Quelle est la Cléopâtre à trois cents francs par mois,
Dont l'Antoine en gants blancs, venu de l'Angoumois,
Ne prenne pas plaisir à voir fondre sa perle?
Dès qu'Antoine est à sec, plus joyeuse qu'un merle,
Cléopâtre s'enfuit sur l'aile d'un steamer,
Et, de Waterloo-Road affrontant la rumeur,
Puise à ces fonds secrets que, pour ses amourettes,
La perfide Albion avance à nos lorettes.
Demande au soleil d'or, qui mûrit les cotons,
Combien notre Opéra, refuge de gothons,
En dévore en un soir pour un ballet féerique,
Et demande à Sappho, la Lélia lyrique,
Dont la lèvre du vent rougit les froids appas,
Si, par quelque hasard, elle ne saurait pas
Quels timides aveux et quelles confidences,
Au mépris de l'archet enragé pour les danses,
Nos petites Laïs, dans les coins hasardeux,
Au bal Valentino chuchotent deux à deux?
Alcippe a le renom d'un homme littéraire.
Il gagne peu d'argent. Est-il pauvre? Au contraire.
Sa femme, une poupée aux petits airs souffrants,
En cailloux de princesse a deux cent mille francs,
Et, dès le grand matin, porte pour ses sorties
Des bottines de soie en couleurs assorties
A la robe du jour. Alcippe a deux landaus
Et de petits habits qui plissent sur le dos;
Madame a son lundi; c'est un groom en livrée
Qui porte à la Revue, à bon droit enivrée,
Les tartines d'Alcippe, et ces époux profonds
Ont leur loge au Gymnase et leur loge aux Bouffons.
Alcippe, homme de goût, poëte et dramatiste,
Est un original extrêmement artiste;
Il croit sincèrement devoir à son travail
Les dollars que madame a trouvés en détail
Sous les petits coussins d'une amie un peu mûre,
Dont pour aucun de nous le boudoir ne se mure.
Si pourtant le mari, que favorise un dieu,
Veut s'étonner, madame, en souriant un peu,
Répond qu'elle a gagné cet argent à la Bourse.
En peut-on à ce point méconnaître la source!
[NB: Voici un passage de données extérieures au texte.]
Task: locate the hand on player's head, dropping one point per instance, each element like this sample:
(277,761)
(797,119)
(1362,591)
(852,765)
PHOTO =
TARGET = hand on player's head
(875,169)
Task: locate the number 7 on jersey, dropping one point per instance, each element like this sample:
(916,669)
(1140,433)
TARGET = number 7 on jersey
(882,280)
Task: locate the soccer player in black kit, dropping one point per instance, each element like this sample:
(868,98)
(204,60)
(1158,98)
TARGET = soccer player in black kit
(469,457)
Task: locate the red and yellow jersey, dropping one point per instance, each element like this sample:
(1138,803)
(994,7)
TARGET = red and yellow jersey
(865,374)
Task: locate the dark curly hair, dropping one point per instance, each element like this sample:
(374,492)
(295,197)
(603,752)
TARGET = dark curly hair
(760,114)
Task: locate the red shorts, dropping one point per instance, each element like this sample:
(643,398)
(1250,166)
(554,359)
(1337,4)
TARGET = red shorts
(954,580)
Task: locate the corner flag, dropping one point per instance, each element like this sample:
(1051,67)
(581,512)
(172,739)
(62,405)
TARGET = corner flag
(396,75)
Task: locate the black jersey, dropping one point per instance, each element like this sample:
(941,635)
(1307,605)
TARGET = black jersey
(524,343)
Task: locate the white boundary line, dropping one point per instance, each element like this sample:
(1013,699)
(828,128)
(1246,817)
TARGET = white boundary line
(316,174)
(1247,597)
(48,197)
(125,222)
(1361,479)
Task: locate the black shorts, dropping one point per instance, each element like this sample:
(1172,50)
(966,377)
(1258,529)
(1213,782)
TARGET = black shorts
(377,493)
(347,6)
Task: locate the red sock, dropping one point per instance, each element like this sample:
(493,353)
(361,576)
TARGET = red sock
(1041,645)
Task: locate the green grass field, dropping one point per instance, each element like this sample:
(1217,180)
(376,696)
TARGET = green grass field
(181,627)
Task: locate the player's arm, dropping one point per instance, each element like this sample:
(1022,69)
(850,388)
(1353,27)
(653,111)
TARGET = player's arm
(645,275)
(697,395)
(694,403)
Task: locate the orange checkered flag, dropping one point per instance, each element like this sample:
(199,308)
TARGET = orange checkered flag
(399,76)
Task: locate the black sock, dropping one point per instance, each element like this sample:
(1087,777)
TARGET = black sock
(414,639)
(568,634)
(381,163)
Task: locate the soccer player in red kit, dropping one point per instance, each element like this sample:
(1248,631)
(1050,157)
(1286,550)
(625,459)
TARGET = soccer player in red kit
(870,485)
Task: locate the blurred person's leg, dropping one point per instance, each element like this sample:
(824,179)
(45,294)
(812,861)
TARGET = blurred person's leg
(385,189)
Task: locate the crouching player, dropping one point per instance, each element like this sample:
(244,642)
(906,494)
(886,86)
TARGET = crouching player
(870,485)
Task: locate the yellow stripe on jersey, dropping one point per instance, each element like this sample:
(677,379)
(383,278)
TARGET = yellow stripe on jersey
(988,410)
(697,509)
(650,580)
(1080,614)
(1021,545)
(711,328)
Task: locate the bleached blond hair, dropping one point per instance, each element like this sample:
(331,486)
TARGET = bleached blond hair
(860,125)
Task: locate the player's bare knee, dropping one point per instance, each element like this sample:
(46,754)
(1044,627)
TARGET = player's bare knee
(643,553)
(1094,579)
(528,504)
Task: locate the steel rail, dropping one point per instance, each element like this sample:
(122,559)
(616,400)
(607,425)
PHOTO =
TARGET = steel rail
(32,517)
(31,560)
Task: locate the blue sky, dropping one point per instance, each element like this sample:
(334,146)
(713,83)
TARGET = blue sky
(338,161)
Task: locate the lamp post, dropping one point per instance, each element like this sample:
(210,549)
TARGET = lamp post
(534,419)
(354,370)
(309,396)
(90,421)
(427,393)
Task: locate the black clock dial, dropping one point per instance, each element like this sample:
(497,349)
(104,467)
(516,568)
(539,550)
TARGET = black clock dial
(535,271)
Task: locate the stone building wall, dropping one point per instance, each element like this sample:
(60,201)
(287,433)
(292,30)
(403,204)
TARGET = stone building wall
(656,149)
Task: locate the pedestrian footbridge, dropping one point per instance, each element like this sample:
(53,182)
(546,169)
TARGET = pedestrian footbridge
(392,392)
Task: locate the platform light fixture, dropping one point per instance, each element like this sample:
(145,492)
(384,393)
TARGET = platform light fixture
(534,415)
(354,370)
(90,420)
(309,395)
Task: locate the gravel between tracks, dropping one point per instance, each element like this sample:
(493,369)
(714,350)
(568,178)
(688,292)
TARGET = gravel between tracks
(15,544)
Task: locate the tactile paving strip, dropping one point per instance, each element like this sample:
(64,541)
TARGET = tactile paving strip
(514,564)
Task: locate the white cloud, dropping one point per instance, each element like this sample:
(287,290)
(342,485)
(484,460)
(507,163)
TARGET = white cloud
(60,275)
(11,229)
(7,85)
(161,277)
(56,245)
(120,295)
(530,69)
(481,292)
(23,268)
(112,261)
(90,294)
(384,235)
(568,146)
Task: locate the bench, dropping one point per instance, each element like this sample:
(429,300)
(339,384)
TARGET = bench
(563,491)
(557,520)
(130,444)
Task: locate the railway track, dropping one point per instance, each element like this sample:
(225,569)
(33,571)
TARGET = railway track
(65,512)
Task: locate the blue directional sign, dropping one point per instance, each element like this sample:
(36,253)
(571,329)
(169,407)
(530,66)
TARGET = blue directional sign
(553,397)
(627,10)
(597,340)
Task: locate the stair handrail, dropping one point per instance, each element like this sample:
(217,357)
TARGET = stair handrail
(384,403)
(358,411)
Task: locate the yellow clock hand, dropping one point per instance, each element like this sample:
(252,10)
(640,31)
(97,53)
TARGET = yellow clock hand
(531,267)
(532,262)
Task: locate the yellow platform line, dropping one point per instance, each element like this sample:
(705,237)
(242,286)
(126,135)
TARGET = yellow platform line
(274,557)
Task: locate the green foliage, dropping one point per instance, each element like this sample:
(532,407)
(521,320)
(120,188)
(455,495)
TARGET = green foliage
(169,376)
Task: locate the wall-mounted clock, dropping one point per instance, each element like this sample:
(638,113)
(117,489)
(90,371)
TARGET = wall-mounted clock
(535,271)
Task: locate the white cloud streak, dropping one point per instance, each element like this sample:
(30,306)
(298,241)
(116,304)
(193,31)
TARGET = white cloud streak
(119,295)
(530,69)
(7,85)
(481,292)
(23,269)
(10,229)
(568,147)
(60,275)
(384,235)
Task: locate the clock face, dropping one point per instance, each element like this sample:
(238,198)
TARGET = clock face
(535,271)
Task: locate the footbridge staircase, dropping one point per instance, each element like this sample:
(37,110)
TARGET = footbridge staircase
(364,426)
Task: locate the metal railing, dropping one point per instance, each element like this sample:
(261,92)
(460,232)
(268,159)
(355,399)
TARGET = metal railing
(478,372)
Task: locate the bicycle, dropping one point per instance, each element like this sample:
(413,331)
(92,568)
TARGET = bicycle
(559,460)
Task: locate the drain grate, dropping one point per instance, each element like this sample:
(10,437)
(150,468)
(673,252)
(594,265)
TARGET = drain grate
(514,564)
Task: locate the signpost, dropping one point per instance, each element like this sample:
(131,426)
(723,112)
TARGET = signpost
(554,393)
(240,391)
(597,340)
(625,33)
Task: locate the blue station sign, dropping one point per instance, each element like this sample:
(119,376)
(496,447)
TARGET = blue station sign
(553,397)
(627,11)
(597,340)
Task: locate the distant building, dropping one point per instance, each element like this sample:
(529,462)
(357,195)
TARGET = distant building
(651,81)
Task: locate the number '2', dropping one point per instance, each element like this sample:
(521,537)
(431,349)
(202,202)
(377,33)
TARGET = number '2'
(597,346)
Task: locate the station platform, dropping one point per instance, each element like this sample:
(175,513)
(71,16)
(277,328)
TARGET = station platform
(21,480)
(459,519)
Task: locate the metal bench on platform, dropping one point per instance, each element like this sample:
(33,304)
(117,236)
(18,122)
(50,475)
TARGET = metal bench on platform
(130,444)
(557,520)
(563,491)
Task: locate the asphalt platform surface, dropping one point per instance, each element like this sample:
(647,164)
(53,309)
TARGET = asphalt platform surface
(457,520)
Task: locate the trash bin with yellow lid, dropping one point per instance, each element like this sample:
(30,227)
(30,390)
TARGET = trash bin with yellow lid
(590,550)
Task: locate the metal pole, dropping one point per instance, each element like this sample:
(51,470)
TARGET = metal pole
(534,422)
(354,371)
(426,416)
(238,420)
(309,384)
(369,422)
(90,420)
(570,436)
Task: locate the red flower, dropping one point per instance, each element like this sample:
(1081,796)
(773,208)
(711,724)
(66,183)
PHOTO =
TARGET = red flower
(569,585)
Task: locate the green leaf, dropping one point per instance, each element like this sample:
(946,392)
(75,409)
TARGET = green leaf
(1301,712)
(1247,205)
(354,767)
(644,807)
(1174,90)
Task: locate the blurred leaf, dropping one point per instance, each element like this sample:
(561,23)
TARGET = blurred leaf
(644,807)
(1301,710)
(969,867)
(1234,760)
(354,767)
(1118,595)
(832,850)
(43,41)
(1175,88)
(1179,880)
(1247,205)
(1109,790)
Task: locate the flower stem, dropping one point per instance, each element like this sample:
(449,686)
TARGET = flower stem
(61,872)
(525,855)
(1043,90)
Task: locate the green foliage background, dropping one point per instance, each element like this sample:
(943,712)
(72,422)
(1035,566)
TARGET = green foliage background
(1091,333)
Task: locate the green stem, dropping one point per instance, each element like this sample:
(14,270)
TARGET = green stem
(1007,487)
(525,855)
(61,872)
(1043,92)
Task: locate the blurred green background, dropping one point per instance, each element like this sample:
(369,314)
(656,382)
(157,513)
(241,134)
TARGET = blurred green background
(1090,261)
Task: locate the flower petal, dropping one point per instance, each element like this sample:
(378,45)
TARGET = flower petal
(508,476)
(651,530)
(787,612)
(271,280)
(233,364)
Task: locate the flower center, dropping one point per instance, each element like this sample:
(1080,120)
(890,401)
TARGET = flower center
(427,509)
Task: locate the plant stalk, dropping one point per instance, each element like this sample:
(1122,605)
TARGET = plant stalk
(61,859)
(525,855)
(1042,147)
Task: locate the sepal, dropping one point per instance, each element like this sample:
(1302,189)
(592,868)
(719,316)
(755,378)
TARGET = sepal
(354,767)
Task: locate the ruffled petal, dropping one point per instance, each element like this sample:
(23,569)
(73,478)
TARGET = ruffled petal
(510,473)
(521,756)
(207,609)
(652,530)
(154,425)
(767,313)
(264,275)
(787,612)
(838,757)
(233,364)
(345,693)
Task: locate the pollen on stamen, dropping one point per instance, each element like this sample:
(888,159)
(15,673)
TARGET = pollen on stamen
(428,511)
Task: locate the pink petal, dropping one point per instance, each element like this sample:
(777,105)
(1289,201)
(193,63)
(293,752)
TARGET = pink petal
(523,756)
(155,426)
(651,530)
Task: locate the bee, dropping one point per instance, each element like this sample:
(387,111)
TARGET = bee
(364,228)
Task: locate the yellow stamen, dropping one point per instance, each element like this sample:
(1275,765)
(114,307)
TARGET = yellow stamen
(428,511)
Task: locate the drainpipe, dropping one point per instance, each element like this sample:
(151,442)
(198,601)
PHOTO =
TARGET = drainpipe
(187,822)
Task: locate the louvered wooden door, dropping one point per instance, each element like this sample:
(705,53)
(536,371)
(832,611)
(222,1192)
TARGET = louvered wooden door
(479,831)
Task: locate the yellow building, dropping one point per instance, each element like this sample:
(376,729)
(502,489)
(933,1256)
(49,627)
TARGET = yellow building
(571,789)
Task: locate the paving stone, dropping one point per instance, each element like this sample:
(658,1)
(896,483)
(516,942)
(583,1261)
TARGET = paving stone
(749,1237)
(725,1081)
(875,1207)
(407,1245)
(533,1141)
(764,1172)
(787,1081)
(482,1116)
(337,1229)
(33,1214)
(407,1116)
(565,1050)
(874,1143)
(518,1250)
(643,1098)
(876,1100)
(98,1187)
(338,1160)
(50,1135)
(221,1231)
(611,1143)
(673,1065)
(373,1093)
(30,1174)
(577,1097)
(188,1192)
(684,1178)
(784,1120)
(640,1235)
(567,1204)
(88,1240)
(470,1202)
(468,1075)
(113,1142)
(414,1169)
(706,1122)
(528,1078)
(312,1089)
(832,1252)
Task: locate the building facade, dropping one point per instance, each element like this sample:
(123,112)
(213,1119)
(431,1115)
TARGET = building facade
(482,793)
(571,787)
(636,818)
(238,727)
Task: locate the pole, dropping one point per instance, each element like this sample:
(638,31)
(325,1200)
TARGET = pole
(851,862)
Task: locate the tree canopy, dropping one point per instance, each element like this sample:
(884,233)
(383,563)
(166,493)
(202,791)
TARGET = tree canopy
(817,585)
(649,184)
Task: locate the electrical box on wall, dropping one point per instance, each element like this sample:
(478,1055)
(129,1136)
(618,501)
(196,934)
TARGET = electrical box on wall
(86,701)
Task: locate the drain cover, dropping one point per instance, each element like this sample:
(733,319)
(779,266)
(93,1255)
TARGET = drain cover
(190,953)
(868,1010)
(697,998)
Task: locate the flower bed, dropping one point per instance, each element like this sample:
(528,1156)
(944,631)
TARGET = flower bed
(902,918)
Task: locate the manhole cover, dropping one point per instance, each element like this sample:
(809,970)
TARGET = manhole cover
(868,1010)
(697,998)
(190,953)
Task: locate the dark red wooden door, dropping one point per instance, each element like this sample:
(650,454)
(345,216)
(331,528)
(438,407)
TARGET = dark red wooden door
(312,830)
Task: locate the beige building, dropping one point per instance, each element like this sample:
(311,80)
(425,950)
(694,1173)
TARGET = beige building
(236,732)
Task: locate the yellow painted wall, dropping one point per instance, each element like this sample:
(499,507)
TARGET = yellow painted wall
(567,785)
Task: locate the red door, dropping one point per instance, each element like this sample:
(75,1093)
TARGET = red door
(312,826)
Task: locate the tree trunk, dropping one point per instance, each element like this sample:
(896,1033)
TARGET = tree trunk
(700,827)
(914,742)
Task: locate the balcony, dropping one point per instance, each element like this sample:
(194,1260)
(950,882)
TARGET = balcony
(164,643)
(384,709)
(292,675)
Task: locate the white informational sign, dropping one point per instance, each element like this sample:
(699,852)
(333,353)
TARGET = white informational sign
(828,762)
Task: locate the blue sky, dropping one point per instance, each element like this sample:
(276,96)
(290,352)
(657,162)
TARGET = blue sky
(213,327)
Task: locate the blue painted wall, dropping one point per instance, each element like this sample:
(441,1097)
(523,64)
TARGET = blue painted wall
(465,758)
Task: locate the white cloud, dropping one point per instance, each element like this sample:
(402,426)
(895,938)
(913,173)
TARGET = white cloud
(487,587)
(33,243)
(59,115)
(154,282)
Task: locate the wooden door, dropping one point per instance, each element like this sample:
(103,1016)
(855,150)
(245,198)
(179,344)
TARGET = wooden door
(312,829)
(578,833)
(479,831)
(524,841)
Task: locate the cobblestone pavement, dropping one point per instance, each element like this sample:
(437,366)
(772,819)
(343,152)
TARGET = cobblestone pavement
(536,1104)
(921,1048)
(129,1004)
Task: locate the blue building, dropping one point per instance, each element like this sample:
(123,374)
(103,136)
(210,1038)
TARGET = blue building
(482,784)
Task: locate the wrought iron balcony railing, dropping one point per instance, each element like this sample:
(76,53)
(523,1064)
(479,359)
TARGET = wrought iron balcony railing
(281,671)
L'ange des actions, que chacun invoquait,
Manque à présent de tout, ainsi que Bilboquet;
Et la bourse où madame a gagné, c'est la nôtre:
C'est la maigreur des uns qui fait un ventre à l'autre.
Damon... Mais à quoi bon fatiguer votre voix?
Muse, n'essayons pas de peindre en une fois
Les immoralités de ce siècle bizarre.
Nous en avons de reste au quartier Saint-Lazare,
Pour remplir largement trois mille feuilletons.
Tant de taureaux de Crète et de serpents Pythons
Se dressent à l'envi dans ce grand marécage,
Que nous demanderons du temps pour mettre en cage
Ces monstres de féerie, et pour bien copier
Leurs langues de drap rouge et leurs yeux de papier.
Voyez les Auvergnats, les pairs, les gens de lettres,
Les Tom-Pouces âgés de quatre centimètres,
Le lézard-violon, le hanneton-verrier,
Le café de maïs, l'annonce Duveyrier,
Le journal vertueux, Aymé, dentiste équestre,
Et là-bas Mirliton qui s'érige en orchestre!
Hilbey! Carolina! Toussenel! le guano!
Et Mangin! et Clairville! et maître Chicoisneau!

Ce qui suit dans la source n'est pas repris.